En entendant ça à la radio, on en a failli renverser le bocal de rillettes sur le carrelage. C’eût été un drame. Voilà la news: douze grands chefs français se sont unis pour défendre la graaaaande gaaaastronomie tricolooore. Car elle est en danger. Oui, Madame. L’étranger (ah, le sale étranger) la raille, la conspue, la juge rhumatisante, soporifique et rétropédalante. Pour faire court.

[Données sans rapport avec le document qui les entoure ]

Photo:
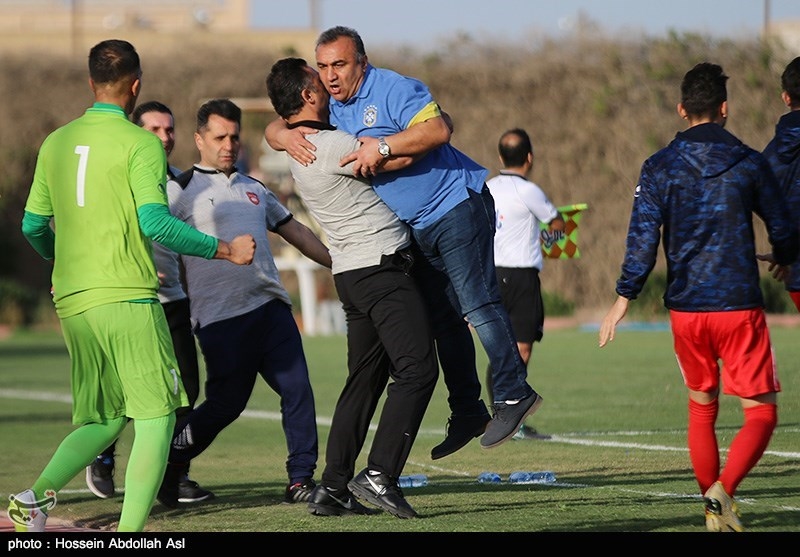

Du coup, l’association «Cuisine de France» part en croisade pour redorer ce blason mité, sous l’égide de Robuchon et Ducasse, épaulés de leurs croisés Guérard, Troisgros, Alleno, Gagnaire, Marx et autres toques étoilées par une marque de pneus.
Je ne sais pas vous, mais pour nous, ce type d’entreprise exhale toujours un vilain fumet de napht’ chauvinissime. Maréchal, nous voilà, tut tut tut. Car, voyez-vous, la ligue de défense patriotique, gastronomique ou pas, est un peu au militantisme culturel ce que la vanne porno est à l’amour courtois, si vous nous permettez une métaphore osée.


Le plus chouette, c’est la saillie de Guy Savoy lors de la conférence de presse, qui a déclaré sans sourciller (ou à peine): «La cuisine française est le socle de la gastronomie mondiale.» Le socle. MDR. Pince-moi, j’albumine. Et les cuisines italienne, indienne, chinoise, arabe ou japonaise, c’est quoi ? Des vieux bouts de parpaing mal cimentés sur le Glorieux socle gaulois ? Quel mépris ! Quelle suffisance ! Quelle ignorance, peut-être même.


Et comme disait allègrement un ami qui connaît un tantinet ce monde-là, «ils feraient mieux de bosser dans leur cuisine plutôt que de se pignoler le cerveau avec leurs idées de grandeur et de suprématie
Tiens ce soir, on va se faire un poulet tandoori. Ou un nasi goreng. Ou un tajine. Ou des lasagnes. A moins de jeûner en signe de consternation.
Chef français, mon ami, mon frère, mon idole, aujourd’hui, tu me fais honte.